March 15, 2026 · Editorial Team · 8 min read · code-reviewdeveloper-toolsai-tools

AI code review has split engineering teams into two camps: those who swear by it, and those who've added another bot spamming their PRs with low-quality suggestions they have to manually dismiss.

Both camps are right about their own experiences. The difference isn't the tools, it's how the tools are configured and integrated into the actual review workflow. Used badly, AI code review adds noise. Used well, it catches real bugs, enforces standards consistently, and frees human reviewers to focus on the things that actually need human judgment.

Here's what well looks like.


The tools that matter in 2026

CodeRabbit has become the dominant AI code review tool for GitHub and GitLab. It integrates directly into the PR workflow, analyzes diffs, and posts inline comments. The key differentiator over simpler tools is that CodeRabbit understands the PR in context: it reads related files, looks at your codebase's patterns, and gives comments that are specific to your code rather than generic best-practice observations.

Pricing: $19/user/month for teams. There's a free tier with limited reviews.

Greptile takes a different approach. Rather than reviewing the diff in isolation, Greptile indexes your entire codebase and uses that knowledge when reviewing. This makes it significantly better at catching issues that require understanding how the changed code interacts with code that wasn't changed. "This new function will conflict with the existing handlePayment function in /lib/payments.ts" is the kind of comment only possible with full codebase context.

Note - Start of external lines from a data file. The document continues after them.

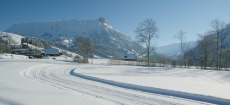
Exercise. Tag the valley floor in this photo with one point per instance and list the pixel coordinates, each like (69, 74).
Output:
(50, 82)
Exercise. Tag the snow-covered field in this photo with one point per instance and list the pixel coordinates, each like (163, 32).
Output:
(53, 82)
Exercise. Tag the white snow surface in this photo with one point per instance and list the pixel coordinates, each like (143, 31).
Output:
(53, 82)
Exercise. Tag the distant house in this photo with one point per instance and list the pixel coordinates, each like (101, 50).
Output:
(52, 52)
(29, 52)
(129, 57)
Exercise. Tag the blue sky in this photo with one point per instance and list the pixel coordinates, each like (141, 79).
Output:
(192, 16)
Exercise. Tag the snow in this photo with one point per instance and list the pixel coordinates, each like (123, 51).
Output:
(173, 50)
(47, 81)
(12, 56)
(17, 38)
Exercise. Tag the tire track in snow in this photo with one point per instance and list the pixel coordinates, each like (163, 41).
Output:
(59, 76)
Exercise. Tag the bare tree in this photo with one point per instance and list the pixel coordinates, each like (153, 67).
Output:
(218, 29)
(183, 45)
(205, 44)
(146, 32)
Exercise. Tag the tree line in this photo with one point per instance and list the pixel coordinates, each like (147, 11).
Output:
(212, 50)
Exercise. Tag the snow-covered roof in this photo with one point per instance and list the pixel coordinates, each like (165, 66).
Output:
(51, 51)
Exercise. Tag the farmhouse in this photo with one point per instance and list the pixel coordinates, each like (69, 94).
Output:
(52, 52)
(29, 52)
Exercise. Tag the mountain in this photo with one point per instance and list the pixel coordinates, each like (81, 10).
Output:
(15, 39)
(173, 50)
(109, 41)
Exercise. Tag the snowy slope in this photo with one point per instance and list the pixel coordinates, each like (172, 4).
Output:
(51, 82)
(15, 37)
(173, 50)
(106, 37)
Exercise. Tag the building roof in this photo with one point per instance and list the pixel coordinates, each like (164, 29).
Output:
(51, 51)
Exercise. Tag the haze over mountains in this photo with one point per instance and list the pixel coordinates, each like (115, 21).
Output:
(108, 40)
(173, 50)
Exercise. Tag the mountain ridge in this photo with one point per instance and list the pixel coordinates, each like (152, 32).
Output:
(107, 38)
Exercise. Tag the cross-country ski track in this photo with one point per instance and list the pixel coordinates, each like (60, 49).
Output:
(112, 92)
(50, 82)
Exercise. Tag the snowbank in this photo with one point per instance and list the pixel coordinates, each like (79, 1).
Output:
(12, 56)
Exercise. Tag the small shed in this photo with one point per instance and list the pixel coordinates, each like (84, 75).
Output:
(129, 57)
(52, 52)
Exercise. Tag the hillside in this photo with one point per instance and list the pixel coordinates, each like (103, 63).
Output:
(173, 50)
(109, 41)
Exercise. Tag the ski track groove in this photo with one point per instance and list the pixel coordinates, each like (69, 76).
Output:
(51, 75)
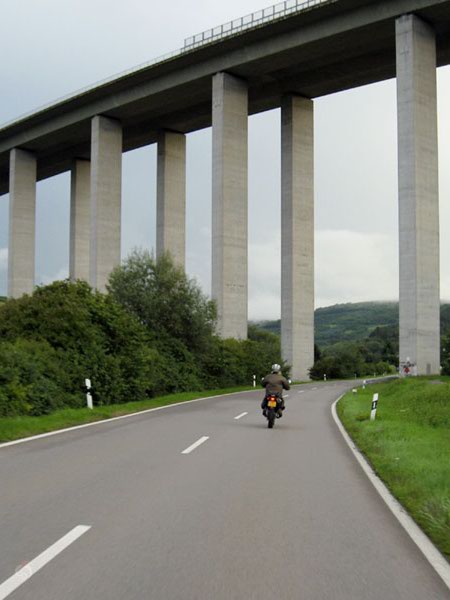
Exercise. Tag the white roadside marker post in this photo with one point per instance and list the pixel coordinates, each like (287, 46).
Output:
(373, 412)
(89, 402)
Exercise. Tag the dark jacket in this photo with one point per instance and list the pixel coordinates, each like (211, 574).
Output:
(275, 383)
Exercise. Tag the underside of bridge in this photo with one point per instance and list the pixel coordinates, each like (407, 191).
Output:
(285, 63)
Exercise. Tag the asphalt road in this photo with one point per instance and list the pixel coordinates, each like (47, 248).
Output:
(251, 513)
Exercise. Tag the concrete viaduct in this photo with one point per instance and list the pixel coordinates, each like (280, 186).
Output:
(284, 58)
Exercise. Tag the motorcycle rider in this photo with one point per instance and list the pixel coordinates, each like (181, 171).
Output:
(275, 383)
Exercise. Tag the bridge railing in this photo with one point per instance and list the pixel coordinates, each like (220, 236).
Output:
(260, 17)
(255, 19)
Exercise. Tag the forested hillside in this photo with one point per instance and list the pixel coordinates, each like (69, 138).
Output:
(361, 339)
(353, 322)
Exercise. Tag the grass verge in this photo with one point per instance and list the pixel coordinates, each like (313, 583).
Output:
(14, 428)
(408, 446)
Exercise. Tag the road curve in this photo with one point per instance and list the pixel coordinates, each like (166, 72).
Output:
(247, 513)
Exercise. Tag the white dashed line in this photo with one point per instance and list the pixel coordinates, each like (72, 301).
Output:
(240, 416)
(198, 443)
(40, 561)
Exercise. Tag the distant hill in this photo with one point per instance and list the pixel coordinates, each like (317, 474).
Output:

Pricing: $30/user/month for the team plan.

Diamond (by Squire) focuses on security and correctness over style. It's particularly good at finding security vulnerabilities, injection risks, authentication bypass patterns, and logic errors that could cause incorrect behavior in edge cases. It's not trying to replace your entire review; it's specifically targeting the class of bugs that are most expensive to miss.

GitHub Copilot PR Review (built into GitHub for Copilot Business subscribers) is the lowest-friction option if your organization is already paying for Copilot. The quality is lower than CodeRabbit or Greptile for most codebases, but it's free within the subscription and requires zero configuration.


What AI code review actually catches

This is the most important thing to understand before integrating any of these tools. AI code review is good at some things and bad at others. Configuring your expectations around what it can and can't do is what separates productive use from frustration.

AI review is good at:

Syntax errors and obvious bugs that a compiler or linter might miss. Not every project has strict linting, and even well-configured linters don't catch logical errors.

Missing error handling. "This database call can throw but you're not catching the exception" is exactly the kind of thing AI reviewers catch reliably. It's pattern-based and doesn't require deep business logic understanding.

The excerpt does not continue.